The Return opens with a description of the arrival of the narrator’s grandmother in Malaysia. She is a strange appearance, carrying her baggage and being accompanied by her three sons. The grandmother is an old woman addressed by the honorific “Periathai”, which means “Big Mother”. She is hardworking and resourceful woman who starts a new life with her family in a strange unwelcome land. At first she works as a tinker, then as a healer, and later on she settles down to farm the land and sell the produce. She draws her vitality from Indian cultural wisdom and experience while the link between everything she does and the Indian tradition accompanies her until death.
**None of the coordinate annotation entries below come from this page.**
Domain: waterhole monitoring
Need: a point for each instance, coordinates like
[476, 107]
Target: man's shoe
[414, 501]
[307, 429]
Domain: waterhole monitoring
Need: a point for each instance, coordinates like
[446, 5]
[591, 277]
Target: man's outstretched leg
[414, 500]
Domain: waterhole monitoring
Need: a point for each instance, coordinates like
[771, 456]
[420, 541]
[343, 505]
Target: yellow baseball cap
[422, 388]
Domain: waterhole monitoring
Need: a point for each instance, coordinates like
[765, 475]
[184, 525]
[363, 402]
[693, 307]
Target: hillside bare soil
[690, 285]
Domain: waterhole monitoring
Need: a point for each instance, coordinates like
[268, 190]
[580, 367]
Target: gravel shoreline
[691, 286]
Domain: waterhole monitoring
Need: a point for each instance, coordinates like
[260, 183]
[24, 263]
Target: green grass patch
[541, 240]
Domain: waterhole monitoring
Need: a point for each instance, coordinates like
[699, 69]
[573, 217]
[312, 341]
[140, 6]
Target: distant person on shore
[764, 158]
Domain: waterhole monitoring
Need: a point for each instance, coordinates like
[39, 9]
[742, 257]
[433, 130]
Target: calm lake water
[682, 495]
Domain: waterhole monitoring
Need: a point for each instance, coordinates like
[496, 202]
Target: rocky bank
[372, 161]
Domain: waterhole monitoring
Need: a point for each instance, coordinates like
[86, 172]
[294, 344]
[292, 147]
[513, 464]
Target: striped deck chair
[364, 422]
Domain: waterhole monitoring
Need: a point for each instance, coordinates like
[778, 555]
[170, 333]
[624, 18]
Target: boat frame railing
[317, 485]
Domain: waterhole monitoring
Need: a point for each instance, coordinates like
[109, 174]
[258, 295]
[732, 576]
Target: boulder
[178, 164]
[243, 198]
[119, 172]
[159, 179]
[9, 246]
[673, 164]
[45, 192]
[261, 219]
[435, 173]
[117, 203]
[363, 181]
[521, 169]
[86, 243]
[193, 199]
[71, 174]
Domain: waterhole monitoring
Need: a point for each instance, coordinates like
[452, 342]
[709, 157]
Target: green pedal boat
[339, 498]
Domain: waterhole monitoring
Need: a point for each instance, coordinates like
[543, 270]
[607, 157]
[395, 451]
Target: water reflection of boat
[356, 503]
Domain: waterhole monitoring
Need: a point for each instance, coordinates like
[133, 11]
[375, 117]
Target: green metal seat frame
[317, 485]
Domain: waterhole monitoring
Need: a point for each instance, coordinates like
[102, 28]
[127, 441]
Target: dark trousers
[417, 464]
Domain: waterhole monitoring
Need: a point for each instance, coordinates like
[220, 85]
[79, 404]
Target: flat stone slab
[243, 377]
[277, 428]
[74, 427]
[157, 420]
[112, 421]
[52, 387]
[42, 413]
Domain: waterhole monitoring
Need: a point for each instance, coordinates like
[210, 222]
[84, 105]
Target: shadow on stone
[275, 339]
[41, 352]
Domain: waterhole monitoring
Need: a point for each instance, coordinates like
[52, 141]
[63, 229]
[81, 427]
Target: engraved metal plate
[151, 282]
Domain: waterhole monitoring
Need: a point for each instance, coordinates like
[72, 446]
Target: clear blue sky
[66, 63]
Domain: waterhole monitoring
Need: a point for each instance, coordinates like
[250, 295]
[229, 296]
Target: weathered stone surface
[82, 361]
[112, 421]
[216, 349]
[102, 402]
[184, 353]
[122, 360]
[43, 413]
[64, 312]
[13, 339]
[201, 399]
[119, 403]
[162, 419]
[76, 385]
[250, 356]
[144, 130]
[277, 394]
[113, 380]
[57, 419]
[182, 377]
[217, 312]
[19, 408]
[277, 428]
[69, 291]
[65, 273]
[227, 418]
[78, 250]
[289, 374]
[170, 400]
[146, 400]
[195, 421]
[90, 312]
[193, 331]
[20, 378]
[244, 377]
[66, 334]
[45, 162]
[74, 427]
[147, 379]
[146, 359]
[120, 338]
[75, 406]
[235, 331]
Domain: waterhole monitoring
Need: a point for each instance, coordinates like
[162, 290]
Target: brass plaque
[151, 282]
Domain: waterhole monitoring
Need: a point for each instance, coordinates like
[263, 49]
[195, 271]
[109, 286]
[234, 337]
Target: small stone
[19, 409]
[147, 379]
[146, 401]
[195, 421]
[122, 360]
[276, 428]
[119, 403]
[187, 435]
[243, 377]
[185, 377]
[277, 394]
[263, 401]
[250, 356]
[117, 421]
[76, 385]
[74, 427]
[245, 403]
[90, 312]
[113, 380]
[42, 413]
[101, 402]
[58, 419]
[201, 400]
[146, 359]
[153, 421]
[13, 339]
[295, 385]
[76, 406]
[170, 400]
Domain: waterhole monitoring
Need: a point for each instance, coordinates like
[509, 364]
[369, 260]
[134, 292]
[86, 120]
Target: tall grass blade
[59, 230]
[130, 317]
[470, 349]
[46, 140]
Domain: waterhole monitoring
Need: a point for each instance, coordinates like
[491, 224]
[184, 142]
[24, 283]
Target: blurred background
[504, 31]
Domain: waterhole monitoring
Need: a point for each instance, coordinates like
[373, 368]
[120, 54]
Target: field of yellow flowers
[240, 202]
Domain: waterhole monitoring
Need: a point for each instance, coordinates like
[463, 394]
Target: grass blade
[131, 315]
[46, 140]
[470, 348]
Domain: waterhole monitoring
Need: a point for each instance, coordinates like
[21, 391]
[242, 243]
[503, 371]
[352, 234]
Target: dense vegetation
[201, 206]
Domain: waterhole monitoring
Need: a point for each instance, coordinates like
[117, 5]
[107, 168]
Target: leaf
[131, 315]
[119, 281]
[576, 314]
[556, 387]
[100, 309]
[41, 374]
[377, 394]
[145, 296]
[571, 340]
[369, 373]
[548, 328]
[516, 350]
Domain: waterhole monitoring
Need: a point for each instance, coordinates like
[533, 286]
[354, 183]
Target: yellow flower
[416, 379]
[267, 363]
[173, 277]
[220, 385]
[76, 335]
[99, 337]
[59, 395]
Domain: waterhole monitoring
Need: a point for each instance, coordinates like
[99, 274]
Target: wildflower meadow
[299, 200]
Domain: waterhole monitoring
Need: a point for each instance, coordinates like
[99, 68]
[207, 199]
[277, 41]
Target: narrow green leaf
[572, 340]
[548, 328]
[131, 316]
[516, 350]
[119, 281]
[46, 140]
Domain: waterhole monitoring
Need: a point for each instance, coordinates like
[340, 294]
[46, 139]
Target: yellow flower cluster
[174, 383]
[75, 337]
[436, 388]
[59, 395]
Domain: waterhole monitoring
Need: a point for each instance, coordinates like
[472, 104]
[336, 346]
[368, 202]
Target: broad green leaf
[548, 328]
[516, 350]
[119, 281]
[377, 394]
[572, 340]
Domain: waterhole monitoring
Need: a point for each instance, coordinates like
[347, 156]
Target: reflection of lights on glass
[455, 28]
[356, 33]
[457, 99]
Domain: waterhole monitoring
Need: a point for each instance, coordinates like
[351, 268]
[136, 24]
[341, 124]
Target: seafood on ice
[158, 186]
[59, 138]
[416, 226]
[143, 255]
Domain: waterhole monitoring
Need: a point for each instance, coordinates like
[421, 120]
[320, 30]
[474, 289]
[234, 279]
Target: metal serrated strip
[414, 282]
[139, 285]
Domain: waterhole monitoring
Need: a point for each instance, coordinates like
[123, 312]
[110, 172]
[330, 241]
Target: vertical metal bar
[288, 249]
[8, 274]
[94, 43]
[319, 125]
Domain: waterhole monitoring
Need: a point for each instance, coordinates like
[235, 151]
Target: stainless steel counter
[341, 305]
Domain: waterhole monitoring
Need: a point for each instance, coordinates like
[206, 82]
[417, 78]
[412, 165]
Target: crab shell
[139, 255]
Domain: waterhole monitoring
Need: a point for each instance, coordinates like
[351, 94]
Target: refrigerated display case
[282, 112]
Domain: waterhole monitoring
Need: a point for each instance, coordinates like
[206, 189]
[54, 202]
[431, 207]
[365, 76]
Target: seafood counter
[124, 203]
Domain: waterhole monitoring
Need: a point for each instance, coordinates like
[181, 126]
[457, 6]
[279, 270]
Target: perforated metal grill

Periathai never gets to own the house and the land where she has lived on for many years, dying disappointed, speechless and without a farewell.
Although the novel opens with the description of a remarkable woman, the succeeding chapters focus on another figure, the center of authority in Ravi’s life: his father, Kannan. Above all the other characters that shape the life and character of the young boy, his father is by far the most influential. Kannan is a complex character, neurotic but at the same time capable and hardworking. He is highly influenced by Periathai’s vision of life and tradition. Their shared desire to own land and build on it comes from the fact that their roots are still in the farming community Periathai was part of before immigrating to Malaysia. But their wishes and dreams are doomed to failure. Kannan spends the last remaining years of his life in vain, obsessively trying to gain ownership of the land on which he has lived and built his house.
In the years preceding his father’s death, Ravi became detached from Kannan’s and Periathai’s dream of owning land. In just two generations, the dream of the Indian immigrant in Malaysia has disappeared. Ravi, as a representative of the first Malaysian-born generation, sees his community from a different perspective. He does not like the traditional communal lifestyle, and thus decides to pursue more realistic dreams, such as the adoption of the colonial language, English. It is through the medium of this language that he is finally able to move upwards in his social status. It is a language that influences Maniam himself (in fact the main character of the novel) in such a way, that he writes his works in English, and not Tamil, the language of his ancestors.
Ravi will gradually move apart from his family and culture to live in a world influenced by colonial rule. At the moment of his separation he is actually, through education, assimilating another culture. For him, this culture is more rewarding and satisfying that the one in which he has lived. There are two main interrelated reasons that make Ravi decide to estrange himself from the traditions of his family. The first one is the access to a new privileged knowledge that enables him to acquire a different social status. The second is the literature, and the colonial mythology that comes with it, that gives him the capacity to transport himself into a dream world, far away from the poverty and restrictions of his life in the family. Thus, education provides for him not only knowledge, but also a space to retreat into the world of comics, fairy tales, and eventually novels.
Ravi’s schoolteacher, Miss Nancy, is the voice of colonialism. She functions within the hierarchy established by colonialism and imposes her authority through controlling access to English. The passages in the novel that deal with Miss Nancy are characterized by both confession and satire. The humiliation of the young Ravi at the hands of his teacher is avenged by the satire of the narrator. The traditional English fairy tales with which Miss Nancy fills the class are re-told by the narrator as myths of colonial power and the teacher’s sexual frustrations. Although Miss Nancy represents the image of the authoritarian colonial rule, we cannot dismiss her role in shaping Ravi’s interests and intellect which will eventually transform him into a successful, highly educated teacher of English.
Conclusion
“The Return” by K.S. Maniam is a novel that allows the reader the opportunity to be part of a Malaysian experience. It is an experience that brings into light universal existential uncertainties such as adaptation to the ever-changing modern world, the loss of identity, the loss of family and traditional roots, the role of education in life, the opposition between authoritarian and democratic societies, and many more. The novel made me think of my own life and identity. In a way, all of us have to “return” at a point of our lives to some place that is dear to our heart. Either it is our native country, our home, or the place where our parents have grown up, it is a “return” that will always stay in our minds. It is this kind of existential problem that The Return offers us. I recommend it to all readers who are willing to dive free in the fairly new Southeast Asian world of literature.
Bibliography
1. Brewster, Anne, Linguistic Boundaries, in The Return by K.S. Maniam, London: Skoob Pacifica, 1993.
2. Ping, Tang Soo, Renegotiating Identity and Belief in K.S. Maniam’s “The Return”, in Jurnal Bahasa Jendela Alam, 1996.
3. Watson, W.C., Introduction in The Return by K.S. Maniam, London: Skoob Pacifica, 1993.